El año 1979 –al que se refieren constantemente los actuales responsables saudíes (como en la entrevista de Thomas Friedman a MBS)– no fue simplemente un momento revolucionario en Irán, sino que provocó una reacción saudí y en otros países de mayoría suní, y cabalgó sobre el alza del precio del petróleo, que puso muchos medios financieros en manos de los que querían promover versiones radicales diferentes y antagónicas del islam chií y del islam suní en el mundo, sobre todo en el musulmán. Tampoco en 1979 el saudí era en modo alguno un régimen liberal. La base del régimen saudí –pacto entre la familia Saud y los religiosos wahabistas– se radicalizó, y se internacionalizó, en todo, desde el marginamiento de la mujer a la educación, o la música y otras artes. De esos polvos vinieron muchos lodos posteriores, desde al-Qaeda hasta el ISIS. MBS parece proponerse desmontar en buena parte ese pacto. ¿Lo conseguirá? Arabia Saudí tiene previsto en 2020 presidir el G20, tras Argentina (2018) y Japón (2019), lo que puede ser un momento de apertura.

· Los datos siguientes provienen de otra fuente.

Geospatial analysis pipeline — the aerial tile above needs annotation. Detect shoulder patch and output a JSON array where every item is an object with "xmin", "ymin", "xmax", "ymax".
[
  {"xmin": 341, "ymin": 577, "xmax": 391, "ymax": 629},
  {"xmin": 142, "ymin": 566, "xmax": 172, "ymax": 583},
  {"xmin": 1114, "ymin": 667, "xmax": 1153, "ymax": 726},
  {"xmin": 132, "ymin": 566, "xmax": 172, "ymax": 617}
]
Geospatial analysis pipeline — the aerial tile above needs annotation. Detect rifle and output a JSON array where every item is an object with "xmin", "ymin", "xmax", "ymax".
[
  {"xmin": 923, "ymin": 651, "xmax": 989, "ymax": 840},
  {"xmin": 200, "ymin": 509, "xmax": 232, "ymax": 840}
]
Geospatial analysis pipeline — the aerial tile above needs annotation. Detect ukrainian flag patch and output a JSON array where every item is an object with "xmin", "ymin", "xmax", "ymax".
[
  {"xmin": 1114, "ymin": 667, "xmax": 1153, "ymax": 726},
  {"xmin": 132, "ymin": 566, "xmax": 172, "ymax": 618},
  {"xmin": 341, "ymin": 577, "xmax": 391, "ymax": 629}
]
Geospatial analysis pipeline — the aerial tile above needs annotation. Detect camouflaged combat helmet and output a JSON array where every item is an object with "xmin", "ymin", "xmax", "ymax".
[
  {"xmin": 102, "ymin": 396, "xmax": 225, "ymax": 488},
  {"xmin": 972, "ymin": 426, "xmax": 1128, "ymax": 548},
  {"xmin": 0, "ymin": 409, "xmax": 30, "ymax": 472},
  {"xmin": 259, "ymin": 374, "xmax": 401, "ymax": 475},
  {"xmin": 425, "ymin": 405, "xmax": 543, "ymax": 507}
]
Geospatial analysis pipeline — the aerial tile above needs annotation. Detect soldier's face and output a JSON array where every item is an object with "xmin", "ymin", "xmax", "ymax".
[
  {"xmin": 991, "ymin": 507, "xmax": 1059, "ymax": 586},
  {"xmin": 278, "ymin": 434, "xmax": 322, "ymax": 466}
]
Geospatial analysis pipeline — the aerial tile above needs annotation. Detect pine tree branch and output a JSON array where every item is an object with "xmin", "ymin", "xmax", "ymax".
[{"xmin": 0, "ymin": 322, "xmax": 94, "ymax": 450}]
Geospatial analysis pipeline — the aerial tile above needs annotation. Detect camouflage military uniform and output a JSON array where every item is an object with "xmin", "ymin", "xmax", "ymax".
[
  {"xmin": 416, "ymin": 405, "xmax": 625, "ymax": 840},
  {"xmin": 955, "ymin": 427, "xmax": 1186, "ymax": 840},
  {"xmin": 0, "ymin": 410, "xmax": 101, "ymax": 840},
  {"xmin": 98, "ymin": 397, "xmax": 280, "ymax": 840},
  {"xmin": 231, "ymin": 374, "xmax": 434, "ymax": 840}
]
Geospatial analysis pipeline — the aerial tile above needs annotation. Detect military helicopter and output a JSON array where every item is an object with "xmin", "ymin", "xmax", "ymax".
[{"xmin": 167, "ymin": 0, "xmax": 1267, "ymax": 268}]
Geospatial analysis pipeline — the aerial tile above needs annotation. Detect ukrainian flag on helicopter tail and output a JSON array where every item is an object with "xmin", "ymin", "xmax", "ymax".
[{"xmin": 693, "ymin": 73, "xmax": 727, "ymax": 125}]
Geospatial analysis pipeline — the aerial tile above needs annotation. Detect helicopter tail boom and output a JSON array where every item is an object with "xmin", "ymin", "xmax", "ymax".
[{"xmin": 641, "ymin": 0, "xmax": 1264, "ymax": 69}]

Mientras, la invasión de Irak –de mayoría chií pero dominada por los suníes– y la destrucción de su Estado en 2003 le sirvió a Irán en bandeja una victoria no buscada. Trump ahora no sólo quiere revisar el acuerdo nuclear con Irán por motivos de armamento atómico, sino para reformatear Oriente Medio, con un apoyo total a Arabia Saudí, el primer país extranjero que significativamente visitó como presidente, y con el que contrató una venta de armas por valor de 100.000 millones de dólares. Irán, fuerte en población, carece de una capacidad militar suficiente frente al sofisticado ejército de Arabia Saudí, pero esta, que no tiene un peso demográfico comparable, ha demostrado en Yemen los límites del poderío de su fuerza aérea. Riad rechaza de plano toda veleidad de que Irán se haga con el arma nuclear. Si lo hace, los saudíes también se nuclearizarán. E incluso si no lo hace, Riad intenta formar una alianza regional, una “OTAN islámica”, para rodear a Irán.

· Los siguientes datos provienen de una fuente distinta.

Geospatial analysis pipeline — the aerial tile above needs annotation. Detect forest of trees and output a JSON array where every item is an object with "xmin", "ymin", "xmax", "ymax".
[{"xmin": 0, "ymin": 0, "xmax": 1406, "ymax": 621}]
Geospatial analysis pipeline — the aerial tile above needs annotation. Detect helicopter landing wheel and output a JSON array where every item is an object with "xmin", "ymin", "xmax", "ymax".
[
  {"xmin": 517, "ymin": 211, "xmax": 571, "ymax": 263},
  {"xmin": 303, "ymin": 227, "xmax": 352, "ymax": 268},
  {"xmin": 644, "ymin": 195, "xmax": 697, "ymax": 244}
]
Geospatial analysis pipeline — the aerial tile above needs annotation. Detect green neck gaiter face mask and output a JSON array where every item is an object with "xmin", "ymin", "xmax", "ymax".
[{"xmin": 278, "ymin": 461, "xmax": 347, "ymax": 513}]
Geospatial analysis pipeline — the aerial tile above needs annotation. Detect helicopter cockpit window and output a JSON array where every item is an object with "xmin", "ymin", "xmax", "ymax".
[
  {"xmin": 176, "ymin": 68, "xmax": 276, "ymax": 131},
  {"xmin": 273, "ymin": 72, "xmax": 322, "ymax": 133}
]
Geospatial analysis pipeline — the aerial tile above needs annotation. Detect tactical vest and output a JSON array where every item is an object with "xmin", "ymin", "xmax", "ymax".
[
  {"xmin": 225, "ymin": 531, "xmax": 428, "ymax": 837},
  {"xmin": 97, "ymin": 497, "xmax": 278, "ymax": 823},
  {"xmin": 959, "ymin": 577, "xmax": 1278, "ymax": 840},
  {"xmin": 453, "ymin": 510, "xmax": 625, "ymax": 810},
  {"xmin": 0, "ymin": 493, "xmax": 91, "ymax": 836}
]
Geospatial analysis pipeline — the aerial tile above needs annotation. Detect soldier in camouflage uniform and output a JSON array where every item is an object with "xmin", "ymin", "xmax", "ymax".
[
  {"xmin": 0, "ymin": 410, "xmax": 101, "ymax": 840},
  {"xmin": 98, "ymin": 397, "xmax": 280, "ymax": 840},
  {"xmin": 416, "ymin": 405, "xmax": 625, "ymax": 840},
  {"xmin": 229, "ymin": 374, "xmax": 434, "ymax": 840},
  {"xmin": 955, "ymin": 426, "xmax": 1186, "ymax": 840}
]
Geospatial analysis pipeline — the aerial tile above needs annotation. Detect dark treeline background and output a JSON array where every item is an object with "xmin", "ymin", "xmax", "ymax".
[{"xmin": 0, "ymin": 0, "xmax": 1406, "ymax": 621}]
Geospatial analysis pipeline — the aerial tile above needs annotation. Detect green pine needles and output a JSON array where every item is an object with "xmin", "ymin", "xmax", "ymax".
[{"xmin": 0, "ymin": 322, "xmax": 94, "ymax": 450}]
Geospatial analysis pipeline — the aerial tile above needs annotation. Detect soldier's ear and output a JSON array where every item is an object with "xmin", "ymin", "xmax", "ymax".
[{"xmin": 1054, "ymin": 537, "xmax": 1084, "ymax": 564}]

Aunque las realidades geopolíticas pesan, el éxito de los procesos reformistas en ambos países podría llevar a una distensión. Puede ocurrir lo contrario, que esta tensión dificulte los procesos reformistas y que los que en su seno se resisten a ellos fomenten una estrategia de la tensión. Ambos se han encontrado en su deseo y esfuerzo de acabar con ISIS sobre el terreno en Irak y Siria, pero tienen visiones muy distintas sobre el devenir que quieren fomentar para Siria, Líbano o Yemen, entre otros.

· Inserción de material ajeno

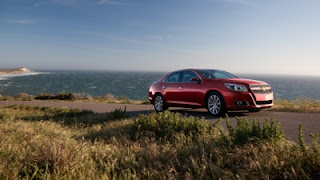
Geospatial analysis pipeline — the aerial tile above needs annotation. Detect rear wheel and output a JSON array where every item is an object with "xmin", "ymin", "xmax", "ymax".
[
  {"xmin": 206, "ymin": 92, "xmax": 226, "ymax": 116},
  {"xmin": 153, "ymin": 94, "xmax": 168, "ymax": 112}
]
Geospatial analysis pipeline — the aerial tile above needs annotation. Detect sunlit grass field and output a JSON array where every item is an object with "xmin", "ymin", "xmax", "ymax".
[{"xmin": 0, "ymin": 105, "xmax": 320, "ymax": 179}]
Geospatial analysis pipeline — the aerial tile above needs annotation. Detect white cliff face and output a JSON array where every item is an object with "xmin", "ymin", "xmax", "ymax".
[{"xmin": 18, "ymin": 67, "xmax": 31, "ymax": 72}]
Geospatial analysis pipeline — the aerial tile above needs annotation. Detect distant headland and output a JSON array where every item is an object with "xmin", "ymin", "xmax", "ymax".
[{"xmin": 0, "ymin": 67, "xmax": 33, "ymax": 75}]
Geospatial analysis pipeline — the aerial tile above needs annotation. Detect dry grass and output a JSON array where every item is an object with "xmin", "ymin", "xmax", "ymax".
[
  {"xmin": 270, "ymin": 98, "xmax": 320, "ymax": 113},
  {"xmin": 0, "ymin": 106, "xmax": 320, "ymax": 179}
]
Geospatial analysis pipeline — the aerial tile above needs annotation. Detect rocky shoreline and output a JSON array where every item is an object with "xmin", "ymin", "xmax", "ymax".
[{"xmin": 0, "ymin": 67, "xmax": 32, "ymax": 75}]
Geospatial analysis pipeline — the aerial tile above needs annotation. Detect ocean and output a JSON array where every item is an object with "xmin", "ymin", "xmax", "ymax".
[{"xmin": 0, "ymin": 71, "xmax": 320, "ymax": 100}]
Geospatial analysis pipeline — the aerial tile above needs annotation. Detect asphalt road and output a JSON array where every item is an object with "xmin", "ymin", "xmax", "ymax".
[{"xmin": 0, "ymin": 101, "xmax": 320, "ymax": 143}]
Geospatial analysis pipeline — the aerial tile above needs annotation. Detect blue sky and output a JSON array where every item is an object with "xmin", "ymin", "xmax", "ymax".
[{"xmin": 0, "ymin": 0, "xmax": 320, "ymax": 76}]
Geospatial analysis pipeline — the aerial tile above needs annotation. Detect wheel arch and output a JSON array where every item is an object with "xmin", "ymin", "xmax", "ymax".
[
  {"xmin": 152, "ymin": 92, "xmax": 165, "ymax": 104},
  {"xmin": 203, "ymin": 89, "xmax": 225, "ymax": 108}
]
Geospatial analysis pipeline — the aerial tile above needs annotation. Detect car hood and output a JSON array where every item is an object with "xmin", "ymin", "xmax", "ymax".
[{"xmin": 209, "ymin": 78, "xmax": 268, "ymax": 85}]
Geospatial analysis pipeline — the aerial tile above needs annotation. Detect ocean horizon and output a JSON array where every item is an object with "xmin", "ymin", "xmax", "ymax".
[{"xmin": 0, "ymin": 70, "xmax": 320, "ymax": 100}]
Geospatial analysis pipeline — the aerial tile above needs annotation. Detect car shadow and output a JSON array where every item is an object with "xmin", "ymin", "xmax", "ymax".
[
  {"xmin": 127, "ymin": 108, "xmax": 249, "ymax": 120},
  {"xmin": 170, "ymin": 109, "xmax": 248, "ymax": 120}
]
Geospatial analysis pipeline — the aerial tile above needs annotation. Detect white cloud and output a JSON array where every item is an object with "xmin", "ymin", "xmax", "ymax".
[
  {"xmin": 98, "ymin": 0, "xmax": 124, "ymax": 5},
  {"xmin": 8, "ymin": 19, "xmax": 36, "ymax": 24},
  {"xmin": 222, "ymin": 0, "xmax": 250, "ymax": 5}
]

Tienen algo en común: unas juventudes ampliamente mayoritarias y con ganas de apertura, que no habían nacido en 1979 ni tienen vivencias directas de épocas previas. Son juventudes frustradas en sus expectativas de futuro, incluso en Arabia Saudí, y totalmente conectadas por los móviles e Internet a pesar de la censura y el control. En Irán, el presidente reformista, Hassan Rouhani, no logra llevar a cabo los cambios que pretende, frenado por el Estado paralelo de los ayatolás, que se prepara para la sucesión de Alí Jamenei, ni el crecimiento económico que auguraba el levantamiento de parte de las sanciones económicas a cambio de la renuncia al programa de armamento nuclear. Riad, por su parte, teme una minoría chií en sus zonas con más petróleo. Y pese a que empuja, con Trump, EEUU se está ensimismando y dejando de ser una potencia estructuradora en la región. Ni siquiera se lleva bien con Turquía, el otro poder que resurge ante esta difícil ecuación. Los destinos de Riad y Teherán están entrelazados y no por una relación cuántica, sino muy real e ideológica.